Since we did not know how much should be allocated to these devolved units, we settled on a minimum of 15 per cent of Kenya’s locally raised revenues. We left it to practical experience by the budgetary process to fix a maximum at a later date, which is part of the current debate, as it should be.

The CRA was to come up with a formula on how the units would share the funds, and we set up the Senate to review and approve it, in addition to also having an oversight role over the devolved units.

The historically marginalised areas, after several months of negotiations, ended up getting the Equalisation Fund to last for 20 years. That meant Turkana would get the regular allocation plus part of the Equalisation Fund. It would, therefore, end up with more funds than say Kisii or Nyeri for that period.

Thereafter, it was assumed that the ‘marginalisation’ era from the colonial days would be over if they utilised the funds well.

The understanding was that with improved infrastructure and amenities, the areas would be attractive enough for other Kenyans to move and work there. This would lead to opening up of the rest of the 80 per cent of Kenya that has great potential for agriculture along the Uaso Nyiro and Tana river basins; livestock farming, oil exploration and mining in Marsabit, Tharaka and Kitui.

Communities with large tracts of land were reluctant to accept this initially for fear of being ‘taken over’ by the ‘immigrants’. The immigrants tended to be worldly-wise and were likely to take over even the leadership of those marginalised communities as has already happened in some areas. The immigrants tended to mainly come from Mt Kenya, Kisii, Kamba, Luo and Western regions. To get the communities to buy into this idea was not as easy as some people might today assume.

Assuming that the marginalised areas had now made big strides in development, it was obvious that the immigrants would feel more comfortable living and working in those areas. If people can rush to go and live in such desert areas as Dubai because, you imagine how our northern and coastal areas would look like.

It is a known fact that these areas have great wealth potential. A Kenya that is well developed all round, and where one is free to live and earn a living anywhere, would be a much richer country than we can imagine.
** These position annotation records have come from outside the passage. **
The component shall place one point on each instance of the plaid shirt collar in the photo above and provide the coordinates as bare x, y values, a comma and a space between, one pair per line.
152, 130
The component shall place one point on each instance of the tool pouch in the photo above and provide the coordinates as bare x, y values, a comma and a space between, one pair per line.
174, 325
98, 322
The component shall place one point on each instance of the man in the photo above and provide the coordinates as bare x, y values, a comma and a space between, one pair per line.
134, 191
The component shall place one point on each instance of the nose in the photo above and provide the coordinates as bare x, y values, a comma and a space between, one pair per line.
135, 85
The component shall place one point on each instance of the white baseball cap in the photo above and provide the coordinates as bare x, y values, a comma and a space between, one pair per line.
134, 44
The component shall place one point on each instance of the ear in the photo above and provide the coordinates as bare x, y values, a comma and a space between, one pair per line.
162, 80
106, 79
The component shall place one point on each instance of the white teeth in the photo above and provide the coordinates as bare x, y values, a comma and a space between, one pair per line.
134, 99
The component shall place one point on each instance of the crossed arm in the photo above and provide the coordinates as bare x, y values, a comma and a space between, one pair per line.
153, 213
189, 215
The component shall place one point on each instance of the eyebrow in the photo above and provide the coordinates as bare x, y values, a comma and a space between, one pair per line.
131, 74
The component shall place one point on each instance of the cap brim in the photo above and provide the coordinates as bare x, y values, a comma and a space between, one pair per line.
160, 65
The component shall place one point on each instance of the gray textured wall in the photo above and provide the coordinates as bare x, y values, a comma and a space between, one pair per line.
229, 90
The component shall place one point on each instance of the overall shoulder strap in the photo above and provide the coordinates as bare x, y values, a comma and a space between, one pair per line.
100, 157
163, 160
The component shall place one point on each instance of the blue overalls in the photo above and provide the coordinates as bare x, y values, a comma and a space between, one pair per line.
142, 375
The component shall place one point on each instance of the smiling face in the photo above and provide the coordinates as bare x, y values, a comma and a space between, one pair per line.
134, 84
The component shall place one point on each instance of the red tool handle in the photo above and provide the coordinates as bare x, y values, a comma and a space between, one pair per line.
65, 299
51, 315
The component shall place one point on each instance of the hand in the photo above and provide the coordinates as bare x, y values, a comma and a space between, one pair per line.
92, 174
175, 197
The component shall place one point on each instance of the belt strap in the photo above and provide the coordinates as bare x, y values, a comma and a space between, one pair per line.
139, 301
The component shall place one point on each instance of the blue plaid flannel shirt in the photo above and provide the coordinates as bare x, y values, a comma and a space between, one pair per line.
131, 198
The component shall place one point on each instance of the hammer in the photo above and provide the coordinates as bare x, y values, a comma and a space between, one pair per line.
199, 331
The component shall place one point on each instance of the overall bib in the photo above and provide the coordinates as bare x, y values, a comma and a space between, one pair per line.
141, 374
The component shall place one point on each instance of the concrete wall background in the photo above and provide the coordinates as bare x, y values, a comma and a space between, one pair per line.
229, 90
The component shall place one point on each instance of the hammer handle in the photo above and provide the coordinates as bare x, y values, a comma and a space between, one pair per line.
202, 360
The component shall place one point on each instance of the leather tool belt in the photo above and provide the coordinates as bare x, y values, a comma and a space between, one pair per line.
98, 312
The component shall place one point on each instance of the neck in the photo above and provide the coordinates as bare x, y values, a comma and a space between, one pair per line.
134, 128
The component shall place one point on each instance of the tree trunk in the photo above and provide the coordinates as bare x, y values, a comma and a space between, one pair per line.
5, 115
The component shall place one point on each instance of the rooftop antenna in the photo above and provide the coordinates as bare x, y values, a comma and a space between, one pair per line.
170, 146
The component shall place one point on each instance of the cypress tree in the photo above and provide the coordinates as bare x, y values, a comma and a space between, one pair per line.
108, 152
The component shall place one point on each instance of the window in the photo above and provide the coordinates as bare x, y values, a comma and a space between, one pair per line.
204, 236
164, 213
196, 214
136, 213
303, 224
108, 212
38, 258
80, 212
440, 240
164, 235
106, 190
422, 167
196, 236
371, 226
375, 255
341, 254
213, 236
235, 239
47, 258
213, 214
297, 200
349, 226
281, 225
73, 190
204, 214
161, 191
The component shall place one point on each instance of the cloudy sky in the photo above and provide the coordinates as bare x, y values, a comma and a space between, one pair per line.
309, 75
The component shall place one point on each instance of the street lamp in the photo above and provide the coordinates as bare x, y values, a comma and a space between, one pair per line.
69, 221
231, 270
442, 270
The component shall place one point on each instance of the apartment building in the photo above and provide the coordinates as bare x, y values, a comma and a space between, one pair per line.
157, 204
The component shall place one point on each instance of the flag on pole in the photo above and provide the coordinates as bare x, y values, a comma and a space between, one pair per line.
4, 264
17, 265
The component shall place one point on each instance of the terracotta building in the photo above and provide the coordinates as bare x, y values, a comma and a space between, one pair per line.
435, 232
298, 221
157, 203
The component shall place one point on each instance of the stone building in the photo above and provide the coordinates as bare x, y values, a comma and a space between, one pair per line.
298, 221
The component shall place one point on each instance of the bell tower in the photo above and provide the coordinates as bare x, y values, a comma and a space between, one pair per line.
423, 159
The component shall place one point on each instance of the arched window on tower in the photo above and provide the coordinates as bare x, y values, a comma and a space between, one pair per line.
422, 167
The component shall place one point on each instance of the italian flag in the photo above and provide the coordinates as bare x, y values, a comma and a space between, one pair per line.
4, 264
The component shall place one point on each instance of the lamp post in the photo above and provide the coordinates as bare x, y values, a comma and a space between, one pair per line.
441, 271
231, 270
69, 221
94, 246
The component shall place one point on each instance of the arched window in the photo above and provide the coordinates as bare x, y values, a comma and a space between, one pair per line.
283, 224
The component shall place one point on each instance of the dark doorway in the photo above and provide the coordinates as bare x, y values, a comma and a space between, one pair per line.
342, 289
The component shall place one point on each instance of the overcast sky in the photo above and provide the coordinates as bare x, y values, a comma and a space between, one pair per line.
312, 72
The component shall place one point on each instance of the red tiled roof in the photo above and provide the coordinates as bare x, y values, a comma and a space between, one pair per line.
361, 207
It would be a country where even people from other countries would want to come and retire to.

There is no question that we can see that there is faster development in the entire country than previously as a result of devolution. But it is also a fact that because of corruption, funds have illegally flowed back to Nairobi from the counties, which was not the intended purpose of devolution. If the marginalised counties get extra funding, they must also promise to utilise them there, and not in Nairobi or abroad.

We may have been wrong at Bomas by coming up with these proposals, but I do not think so. In the short term, the developed areas may feel that they are sacrificing but in the long term, it is the entire Kenya family that will be the beneficiary.

I am confident that the Senate will in the end find a solution to this important issue of sharing the national cake. The formula must not penalise the developed areas, but the marginalised must receive extra funds from an operationalised Equalisation Fund.

The Sh316 billion that we are fighting over is very small. By opening up the rest of Kenya, the national cake will grow and we shall be fighting over Sh1 trillion, which is better for all of us.

Sharing of funds is always a political process, which we should get used to, but not at the expense of our country.